Justine+and+her+favorite+horse+after+winning+2nd+place+during+a+jump+show.

Justine and her favorite horse after winning 2nd place during a jump show.

Words Act Like Weapons

December 12, 2017

“How can you still be alive? You are so ugly. You just look like a freak. You should just kill yourself and end your life.” 

Was throwing up every day after lunch enough? Should I do more?  

I just needed to think about what I was about to do.   

Wait. 

Why was I even thinking about that? Why does an eight years old girl even know about suicide and actually want to kill herself? 

I knew why. It was the constant bullying. It happened every day at school. Children are supposed to enjoy their school years. They can see their friends and learn too. But I did not. I only had four or five friends, but can you imagine four people in front of twenty others. 

Hearing the kinds of words and sentences that can make you want to do something irreparable. 

I lived that for 5 years because I was just different, not as skinny as the other kids.  

Alone with just a book in my hands. I wasn’t doing anything to anybody but they were still there. Taking my book, throwing it away. 

I couldn’t do anything to defend myself.  

I couldn’t speak about it to anyone.  

Who would I have told and what would they have done? If I told the teachers or my parents I was bullied I would be ashamed. 

So, I thought, what if the only way to not feel bad was to stop feeling everything. 

And what would happen if I did it? Who would still remember me?  

I didn’t know the answers, but I knew I could do it. 

But I decided to give life a second chance and hope that my future wouldn’t be the same.  

Time helped me and now I know I made the right choice. 

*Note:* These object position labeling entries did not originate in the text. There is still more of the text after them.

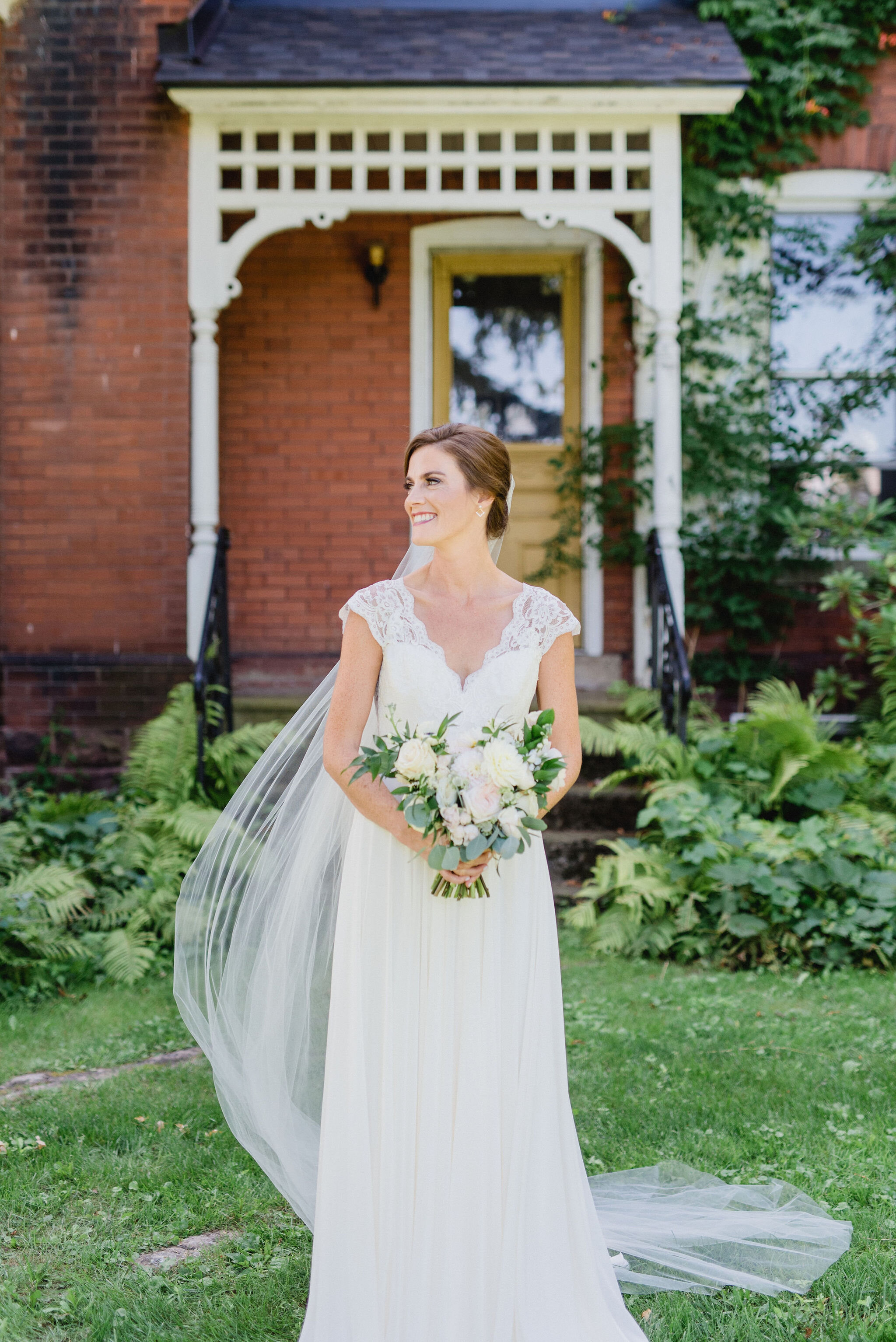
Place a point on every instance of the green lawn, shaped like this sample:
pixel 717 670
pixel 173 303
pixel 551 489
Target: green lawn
pixel 741 1076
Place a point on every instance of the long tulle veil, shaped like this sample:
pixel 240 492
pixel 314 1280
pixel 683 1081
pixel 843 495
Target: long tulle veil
pixel 252 954
pixel 254 943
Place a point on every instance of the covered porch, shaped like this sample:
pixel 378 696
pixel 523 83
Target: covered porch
pixel 570 183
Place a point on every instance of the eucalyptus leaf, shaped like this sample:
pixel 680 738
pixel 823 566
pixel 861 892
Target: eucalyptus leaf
pixel 452 860
pixel 475 849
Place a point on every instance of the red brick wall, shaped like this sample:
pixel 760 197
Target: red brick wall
pixel 94 337
pixel 619 409
pixel 314 420
pixel 872 147
pixel 94 357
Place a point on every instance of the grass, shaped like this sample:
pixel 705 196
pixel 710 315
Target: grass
pixel 106 1026
pixel 739 1076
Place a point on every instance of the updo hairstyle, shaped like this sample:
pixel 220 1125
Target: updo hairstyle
pixel 483 461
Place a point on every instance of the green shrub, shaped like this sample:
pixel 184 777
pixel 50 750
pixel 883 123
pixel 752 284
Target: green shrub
pixel 761 842
pixel 89 882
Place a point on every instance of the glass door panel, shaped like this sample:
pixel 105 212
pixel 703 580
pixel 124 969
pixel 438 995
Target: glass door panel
pixel 506 347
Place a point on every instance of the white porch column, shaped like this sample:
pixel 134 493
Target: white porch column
pixel 592 416
pixel 666 300
pixel 204 516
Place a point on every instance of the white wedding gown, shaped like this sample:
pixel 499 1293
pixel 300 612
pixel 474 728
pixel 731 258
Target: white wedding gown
pixel 396 1061
pixel 452 1199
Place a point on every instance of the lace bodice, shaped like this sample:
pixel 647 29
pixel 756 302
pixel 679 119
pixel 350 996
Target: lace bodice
pixel 416 678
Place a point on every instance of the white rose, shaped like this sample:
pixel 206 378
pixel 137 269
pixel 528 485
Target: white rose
pixel 505 765
pixel 469 764
pixel 451 815
pixel 446 792
pixel 416 760
pixel 463 834
pixel 509 821
pixel 461 738
pixel 482 800
pixel 528 803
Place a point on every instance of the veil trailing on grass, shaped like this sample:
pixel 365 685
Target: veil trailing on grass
pixel 252 959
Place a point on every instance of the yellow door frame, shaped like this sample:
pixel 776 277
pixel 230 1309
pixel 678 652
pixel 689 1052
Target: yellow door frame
pixel 569 265
pixel 533 513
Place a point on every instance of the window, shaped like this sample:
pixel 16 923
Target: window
pixel 831 322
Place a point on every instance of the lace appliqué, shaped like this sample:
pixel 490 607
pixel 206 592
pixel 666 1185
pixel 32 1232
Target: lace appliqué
pixel 385 608
pixel 538 619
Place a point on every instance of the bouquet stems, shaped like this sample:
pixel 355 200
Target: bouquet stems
pixel 480 890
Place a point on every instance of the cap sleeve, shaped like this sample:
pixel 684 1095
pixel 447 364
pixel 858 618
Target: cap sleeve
pixel 556 619
pixel 374 606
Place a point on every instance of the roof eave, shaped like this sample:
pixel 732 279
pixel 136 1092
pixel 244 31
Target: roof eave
pixel 670 97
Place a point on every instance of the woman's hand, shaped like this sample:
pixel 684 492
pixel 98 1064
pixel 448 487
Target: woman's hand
pixel 466 873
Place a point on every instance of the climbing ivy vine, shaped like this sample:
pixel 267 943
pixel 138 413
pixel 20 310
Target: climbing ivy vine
pixel 750 442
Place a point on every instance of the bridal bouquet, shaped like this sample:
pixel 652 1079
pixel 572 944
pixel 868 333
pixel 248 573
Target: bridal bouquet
pixel 471 791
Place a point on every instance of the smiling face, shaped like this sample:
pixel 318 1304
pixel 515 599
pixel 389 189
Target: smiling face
pixel 439 501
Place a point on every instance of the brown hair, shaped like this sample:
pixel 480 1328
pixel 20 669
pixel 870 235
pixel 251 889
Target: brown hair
pixel 483 461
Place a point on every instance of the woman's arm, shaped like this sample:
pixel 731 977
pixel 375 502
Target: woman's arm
pixel 557 692
pixel 349 712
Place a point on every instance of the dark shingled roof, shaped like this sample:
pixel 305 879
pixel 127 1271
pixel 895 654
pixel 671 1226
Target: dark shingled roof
pixel 284 46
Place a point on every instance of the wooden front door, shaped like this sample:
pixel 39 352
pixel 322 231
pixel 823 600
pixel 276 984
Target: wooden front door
pixel 508 357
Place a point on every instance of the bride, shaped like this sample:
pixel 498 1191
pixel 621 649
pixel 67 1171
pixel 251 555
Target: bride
pixel 396 1061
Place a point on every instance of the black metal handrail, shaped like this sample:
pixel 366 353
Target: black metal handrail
pixel 212 677
pixel 670 671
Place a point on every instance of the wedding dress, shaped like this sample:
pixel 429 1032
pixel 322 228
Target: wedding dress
pixel 452 1199
pixel 396 1061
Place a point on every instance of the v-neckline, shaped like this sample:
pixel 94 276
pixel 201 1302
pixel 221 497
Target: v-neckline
pixel 441 651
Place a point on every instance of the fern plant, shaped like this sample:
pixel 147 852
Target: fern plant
pixel 760 762
pixel 90 884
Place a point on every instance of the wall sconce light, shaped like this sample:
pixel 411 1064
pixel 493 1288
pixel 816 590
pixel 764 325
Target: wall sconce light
pixel 376 269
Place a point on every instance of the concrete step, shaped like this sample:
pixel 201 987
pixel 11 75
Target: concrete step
pixel 573 853
pixel 615 810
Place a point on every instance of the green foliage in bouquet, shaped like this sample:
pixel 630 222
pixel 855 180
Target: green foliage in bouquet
pixel 89 882
pixel 761 842
pixel 422 765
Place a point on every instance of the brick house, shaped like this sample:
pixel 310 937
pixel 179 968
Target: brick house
pixel 189 339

When I was 12, I told someone about this for the first time. That “someone” was my best friend who realized what I had gone through. She asked me to speak about my story to an adult, but I was not able to tell my parents so I spoke to her mom. 

And a few months later, I decided to tell my dad about it when my mom was not there. 

When I told him, I saw my dad crying for the first time of my life in 15 years. I don’t know if you have ever had one of your parents crying because of you but it is the worst feeling I have personally had.  

Telling him made me feel free. It was just like I hadn’t been breathing for this long and telling one of my parents was the only way to make me breath again. 

Since I lived through that bullying, I am obsessed with my body, my shape. I need to practice sports to make sure I am not going to gain weight while counting each calorie I eat. Even though I lived through the bullying, their words still haunt me. 

When things don’t go the way I would like in my life, I don’t eat, scared to become again that “fat” little girl that I was, bullied by a group of kids. 

I have been practicing horseback riding for years now and it helped me release and forget everything. I don’t think I could stop being with horses because they are part of the reason why I am still here today. 

Keeping something extreme going on in your life to yourself is not going to be helpful. I realize now, that I should have told someone about it to help me stop that bullying. 

I decided to write about my story to help people understand that words act like weapons.  

They can kill.  

Even if you think it is just a joke. 

You never know what is going on in someone else’s life.